The year 2015 sent a clear message to the industry directly from Paris, where the twenty-first United Nations Conference on Climate Change (COP21) was held: in order to limit global warming to two degrees, we must drastically reduce greenhouse gas emissions. The energy sector plays a key role in this process, and must intensify energy production from green sources.
The data provided by the Bloomberg New Energy Finance green economy report confirms that we have undertaken the right path. In fact, two records were attained in 2015: investments in renewables reached 329 billion dollars (4 percent higher than in 2014), while the installed capacity of wind power reached 64 GW and solar PV rose to 57 GW – a series of record figures, which are to be considered even more significant given that they were achieved despite the drop in oil prices and a slowdown in some emerging economies.

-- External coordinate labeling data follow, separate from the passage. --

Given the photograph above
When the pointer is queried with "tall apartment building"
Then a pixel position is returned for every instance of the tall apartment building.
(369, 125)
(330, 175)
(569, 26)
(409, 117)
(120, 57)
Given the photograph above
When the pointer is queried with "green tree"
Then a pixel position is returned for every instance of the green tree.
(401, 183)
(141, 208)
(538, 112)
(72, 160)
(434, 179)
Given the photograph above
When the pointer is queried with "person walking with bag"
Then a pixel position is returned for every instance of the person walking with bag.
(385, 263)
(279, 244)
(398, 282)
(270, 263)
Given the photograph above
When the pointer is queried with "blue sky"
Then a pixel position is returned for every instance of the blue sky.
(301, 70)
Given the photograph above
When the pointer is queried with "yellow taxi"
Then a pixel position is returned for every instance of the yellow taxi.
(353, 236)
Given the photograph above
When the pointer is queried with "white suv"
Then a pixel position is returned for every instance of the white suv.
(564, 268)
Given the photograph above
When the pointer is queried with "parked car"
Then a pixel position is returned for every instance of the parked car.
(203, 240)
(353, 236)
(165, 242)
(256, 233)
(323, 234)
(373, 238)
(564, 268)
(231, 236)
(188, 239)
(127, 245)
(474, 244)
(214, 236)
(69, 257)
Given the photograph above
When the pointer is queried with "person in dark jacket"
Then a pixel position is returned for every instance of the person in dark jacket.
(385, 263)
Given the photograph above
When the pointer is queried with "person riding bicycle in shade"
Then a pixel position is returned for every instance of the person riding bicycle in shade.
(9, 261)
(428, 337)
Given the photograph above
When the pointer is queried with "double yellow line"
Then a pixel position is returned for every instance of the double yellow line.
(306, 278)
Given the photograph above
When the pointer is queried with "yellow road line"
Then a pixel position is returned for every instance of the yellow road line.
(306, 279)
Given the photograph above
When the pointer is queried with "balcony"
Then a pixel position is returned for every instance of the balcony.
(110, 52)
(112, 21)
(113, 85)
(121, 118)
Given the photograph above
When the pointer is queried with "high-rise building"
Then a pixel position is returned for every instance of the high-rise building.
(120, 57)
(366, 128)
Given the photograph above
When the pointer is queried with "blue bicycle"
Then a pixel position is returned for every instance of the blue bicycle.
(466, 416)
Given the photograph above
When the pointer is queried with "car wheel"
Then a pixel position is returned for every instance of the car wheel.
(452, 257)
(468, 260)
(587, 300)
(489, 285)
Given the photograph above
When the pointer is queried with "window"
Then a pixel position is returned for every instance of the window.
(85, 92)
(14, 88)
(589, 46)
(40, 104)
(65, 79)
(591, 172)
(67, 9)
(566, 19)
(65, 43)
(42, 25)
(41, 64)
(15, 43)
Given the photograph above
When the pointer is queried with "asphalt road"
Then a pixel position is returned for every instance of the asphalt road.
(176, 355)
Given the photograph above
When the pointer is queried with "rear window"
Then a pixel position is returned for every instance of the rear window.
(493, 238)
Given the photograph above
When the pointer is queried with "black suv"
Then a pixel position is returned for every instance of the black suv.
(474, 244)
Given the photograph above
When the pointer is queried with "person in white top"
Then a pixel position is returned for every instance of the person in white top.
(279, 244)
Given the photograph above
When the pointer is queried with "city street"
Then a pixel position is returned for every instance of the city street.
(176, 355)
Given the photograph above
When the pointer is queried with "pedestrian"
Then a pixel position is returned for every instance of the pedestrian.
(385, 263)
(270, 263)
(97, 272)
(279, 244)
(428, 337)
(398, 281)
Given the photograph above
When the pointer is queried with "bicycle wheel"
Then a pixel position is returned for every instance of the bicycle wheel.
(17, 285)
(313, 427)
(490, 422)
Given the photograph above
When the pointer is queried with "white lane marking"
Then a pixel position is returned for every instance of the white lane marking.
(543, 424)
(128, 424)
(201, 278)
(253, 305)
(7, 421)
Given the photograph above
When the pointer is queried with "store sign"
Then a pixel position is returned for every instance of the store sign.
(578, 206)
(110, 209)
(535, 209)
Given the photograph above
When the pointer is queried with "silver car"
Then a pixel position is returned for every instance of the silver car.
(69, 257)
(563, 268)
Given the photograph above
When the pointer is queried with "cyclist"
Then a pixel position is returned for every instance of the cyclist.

Indeed we are undergoing a true and proper energy revolution that is likely to consolidate even further in the near future. Sources such as wind and solar power are in fact the perfect solution for the increasing energy demand in developing countries, since they can be installed much more quickly than thermal power plants and their costs are more competitive. It’s not surprising that the regions that are driving investments are the Far East and South America.
Following a phase of rapid expansion, the renewables market is undergoing a period of consolidation, also due to overcapacity and to the presence of stable and strong electrical grids already capable of meeting demands. There are various booming areas, starting from Denmark, where wind power contributed with 42 percent of the country’s total energy production in 2015. “Denmark’s record is a window to Europe’s possible future,” explained Oliver Joy, spokesperson for the European Wind Energy Association. “But Denmark is not the only positive example. In 2014, the island of El Hierro in the Canaries, received 100 percent of its energy from wind and hydro power, while in Scotland, wind power generated enough energy to supply the electrical needs of 97 percent of the country’s households.”
Enel contributed to El Hierro’s record, the first island in the world to achieve energy self-sufficiency thanks to renewable energies alone, through its company Endesa. The Group’s Spanish subsidiary owns 30 percent of Gorona del Viento S.A (60 percent owned by the island's government and the remaining 10 percent by the Canary Island government), the company that designed the island’s electrical system. Energy production is entrusted to a hydro-wind plant, which each year saves 40,000 barrels of oil and avoids the emissions of 18,700 tonnes of CO2.
Wind energy, in particular, “is a mature industry, which supplies Europe with more than 10 percent of its energy, in addition to 262 thousand jobs,” Joy explained. “In 2030, we could reach 25 percent. Consumers would save 400 billion euros per year in gas, coal and oil imports.”
The Enel Group, which has been committed to zero emissions energy production for years, last year increased its installed wind power capacity by about 900 MW (net of the power plants ceded in Portugal), reaching nearly 6,600 MW in wind power. Between the end of 2015 and the beginning of 2016 we commissioned a part of the Dois Riachos wind farm (118 MW) two Enel Green Power wind farms in the US, Goodwell (200 MW) and Little Elk (74 MW), and we have also started the construction of two new plants in Chile (Sierra Gorda, which will have an installed capacity of 112 MW), in the US (Drift Sand, 108 MW) and in Brazil (Delfina, 180 MW). The green revolution has begun, and a 100 percent renewable energy system no longer seems to be a utopia.